Edit monitoring details for a service network

VPC Lattice generates metrics and logs for every request and response, making it more efficient to monitor and troubleshoot applications.

You can enable access logs and specify the destination resource for your logs. VPC Lattice can send logs to the following resources: CloudWatch Log groups, Firehose delivery streams, and S3 buckets.

To enable access logs or update a log destination using the console

  1. Open the Amazon VPC console at https://console.aws.amazon.com/vpc/.

  2. In the navigation pane, under VPC Lattice, choose Service networks.

  3. Select the name of the service network to open its details page.

  4. Choose the Monitoring tab. Check Access logs to see whether access logs are enabled.

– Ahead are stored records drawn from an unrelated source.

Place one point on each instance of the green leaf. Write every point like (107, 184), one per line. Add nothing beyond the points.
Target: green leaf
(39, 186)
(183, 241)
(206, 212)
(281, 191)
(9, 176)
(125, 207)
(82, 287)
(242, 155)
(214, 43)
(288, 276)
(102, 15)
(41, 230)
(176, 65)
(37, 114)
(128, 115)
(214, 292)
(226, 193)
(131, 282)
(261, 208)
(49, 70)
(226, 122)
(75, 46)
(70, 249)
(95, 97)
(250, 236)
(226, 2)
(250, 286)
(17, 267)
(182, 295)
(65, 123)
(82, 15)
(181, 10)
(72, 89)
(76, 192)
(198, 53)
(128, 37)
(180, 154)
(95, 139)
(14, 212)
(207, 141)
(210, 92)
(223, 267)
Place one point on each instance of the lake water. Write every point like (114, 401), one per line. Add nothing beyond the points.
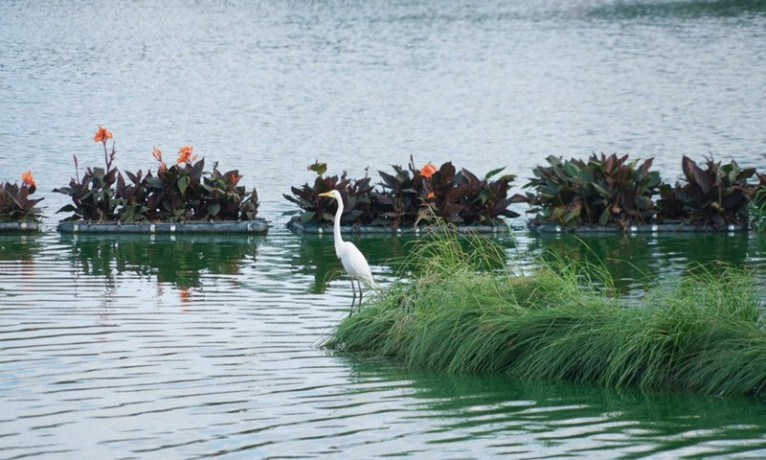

  5. To enable or disable access logs, choose Edit access logs, and then turn the Access logs toggle switch on or off.

  6. When you enable access logs, you must select the type of delivery destination, and then create or choose the destination for the access logs. You can also change the delivery destination at any time. For example:

    • Select CloudWatch Log group and choose a CloudWatch Log group. To create a log group, choose Create a log group in CloudWatch.

    • Select S3 bucket and enter the S3 bucket path, including any prefix. To search your S3 buckets, choose Browse S3.

    • Select Kinesis Data Firehose delivery stream and choose a delivery stream. To create a delivery stream, choose Create a delivery stream in Kinesis.

  7. Choose Save changes.

To enable access logs using the AWS CLI

Use the create-access-log-subscription command.

To update the log destination using the AWS CLI

Use the update-access-log-subscription command.

To disable access logs using the AWS CLI

Use the delete-access-log-subscription command.